日本という国は、悠久の歴史を持つ国である。 この国に生まれた喜びと誇りを胸に、本当の歴史、及び日本のあり方について考察してみたい。 そうすることで、「明日へのとびら」が開かれることだろう。

(小説)ところで、写真について 3

 先日友人が死にました。事件により殺されたのでした。そこで葬式の場で、どうして早く逝ってしまったのですかとまるで急病で亡くなったかのような弔辞を述べている方がいて強い違和感を感じました。殺されたのだからそんなこと遺影に向かって言っても「わからない」としか故人も答えられないだろうに、かわいそうにと思いました。また友人の早すぎる死を号泣して嘆き悲しむ人たちはおかしいのではないかと内心思っておりました。なぜなら私には全く実感がなかったからです。今でもありません。また会えそうな気がしてなりません。どうして涙が出てくるのでしょう。そんなに小利口に人の死を悟れるのでしょうか。そう思って見回すと誰もがドラマのワンシーンを演じているかのように胡散臭く見えてくる。みんな嘘つきなのではないか。

 これも愚かなように言ってしまいましたがあるいは皆自分が実感がわかないことに痛く戸惑っているのではないか。戸惑いと自分の言いようのない感情を表現できずに、悲しみを演じることでそれを紛らわしているのではないか。だとすればやはり未熟者は私の方でしょう。

 しかし結局未熟者はどちらなのか、これもわからないままなのです。

 私は一粒も涙を見せませんでした。最後のお別れにもかかわらず平然としている自分に絶望したりもしました。

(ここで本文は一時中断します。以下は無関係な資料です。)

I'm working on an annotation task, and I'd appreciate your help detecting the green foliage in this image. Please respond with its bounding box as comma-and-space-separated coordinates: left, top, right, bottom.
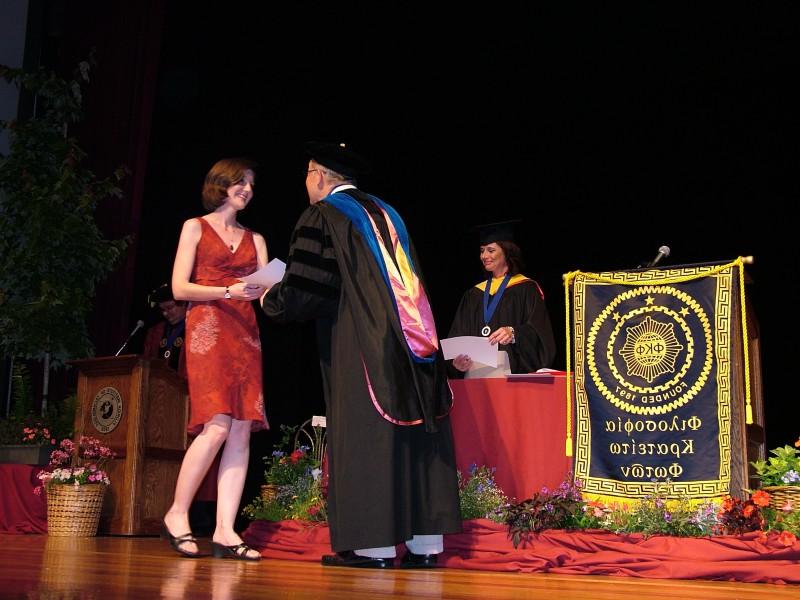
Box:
601, 480, 719, 537
503, 476, 584, 548
242, 425, 328, 522
0, 62, 127, 366
504, 478, 720, 547
761, 506, 800, 537
0, 361, 77, 445
458, 464, 508, 523
750, 445, 800, 486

 帰りの飛行機の中(飛行機でいったのです)で飛行機が上昇し、雲を突き抜けて眼下に雲を見るようになってようやく悲しみと涙が出てきたのです。あいつがたびたび口にしていた故郷が小さくなり、そして雲まで突き抜けても、どこにもあいつはいなかった。現代の科学技術は雲の上から見守ってくれているという幻想さえ破壊してしまった。あいつはどこにいなく、天国なるものさえなかった。まるで最初からいなかったかのように一度もあいつに会えなかったことだけが残ったのでした。

 あいつと二人で撮った写真が一枚だけ残っています。今見ると私の方が異常に大きく見えます。これはお互いの遠慮から、二人並んで撮ったのに実は私の方が前にせり出しており、ただでさえ細い奴が後ろにいたので、遠近法の関係で私の方が二倍は体積を持っているのではないかというような仕上がりになっています。男女の微妙な距離感がそうさせたのです。あいつはみんなともそのような写真を撮っていたのですから気にする必要はなかったのですが、それでも遠慮に遠慮を重ねてあえて真横に並ばなかった二人は、別の写真を貼り合わせて合成したかのようです。私の後ろめたさがそうさせたのです。私のような人間は、彼女の隣にいるべきでないというつまらない自意識があったのだと思います。

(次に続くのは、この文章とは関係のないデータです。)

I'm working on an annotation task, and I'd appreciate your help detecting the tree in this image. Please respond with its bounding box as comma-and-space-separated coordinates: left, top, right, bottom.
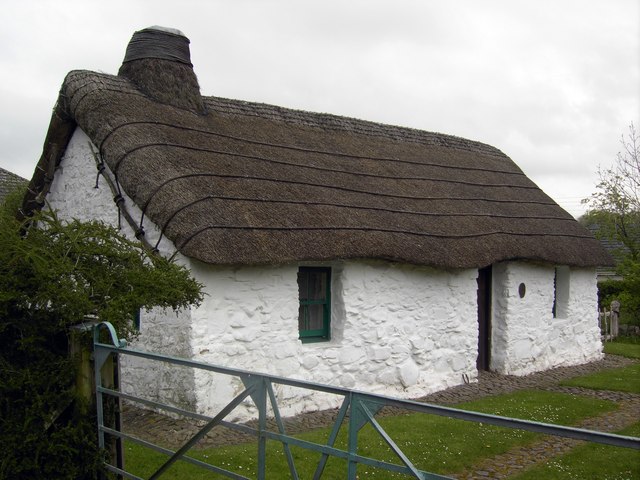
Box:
0, 189, 202, 479
583, 122, 640, 264
581, 122, 640, 325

 時に撮られることを意識していても撮られたくない何かが入り込んでしまうこともあるのだなと思いました。

 こっちに帰ってきた後ふらりと下りたこともない学芸大学の駅で降り、開店すぐのてんやで早すぎる昼飯をとり、ブックオフに当てもなく寄りました。そこで重松清の『疾走』をみつけました。あいつは明るくて誰からも好かれていましたが、こういう本も読んでいました。あいつは私に「先輩は読まないでください、死にたくなるから」と言っていました。私は愚かにも言いつけを守って読んでいなかったのです。いやそんな言いつけがあったことさえ、私はその本を見つけるまで忘れていたのでした。もちろん買って読みました。これを読んで私が死ぬとでも思ったのでしょうか。なんだか見くびられたような気持ちにもなりました。

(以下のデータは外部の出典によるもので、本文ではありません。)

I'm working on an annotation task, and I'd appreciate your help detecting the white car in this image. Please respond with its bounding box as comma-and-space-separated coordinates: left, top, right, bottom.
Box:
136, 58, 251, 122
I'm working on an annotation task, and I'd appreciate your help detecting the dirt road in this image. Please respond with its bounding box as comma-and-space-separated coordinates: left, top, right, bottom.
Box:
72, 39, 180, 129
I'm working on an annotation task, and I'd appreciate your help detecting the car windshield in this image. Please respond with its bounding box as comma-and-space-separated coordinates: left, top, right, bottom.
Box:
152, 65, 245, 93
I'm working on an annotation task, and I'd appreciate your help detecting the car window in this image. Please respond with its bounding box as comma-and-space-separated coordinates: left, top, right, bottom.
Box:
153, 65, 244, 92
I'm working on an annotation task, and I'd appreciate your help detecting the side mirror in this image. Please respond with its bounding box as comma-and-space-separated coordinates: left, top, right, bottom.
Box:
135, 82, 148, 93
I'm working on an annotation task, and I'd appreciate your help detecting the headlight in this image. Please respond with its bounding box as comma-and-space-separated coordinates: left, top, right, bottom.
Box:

 お前はおれのことを全然わかっていない、それともお前もあのくだらない世間並みの人だったのかい、と罵る相手もなくつぶやいて、私は『疾走』を本棚の手の届きにくい、もう二度と触れないのではないかと思うような奥の奥にしまいこんだ。

(了)

(小説)ところで、写真について 2

 人に迷惑をかけないなどと言いながら、どうして簡単に人は自分の価値観を押し付けてくるのでしょうか。どうしようもなく馬鹿で、信じがたいくらいに無頓着なのです。自分が人に迷惑をかけているなどとこれっぽっちも思っていないのです。私は迷惑をかけていることを自覚しています。自覚しながら、無頓着で凡庸な人間にいら立ってあえて反抗して見せたのでした。しかし彼は気付きもしてないのではないでしょうか。自覚もないのではないでしょうか。そこにいら立つのです。「理不尽なところもあるが世間体に従いなさい」ではないのです。それですら許しがたいのですが、それにすら到達していないのです。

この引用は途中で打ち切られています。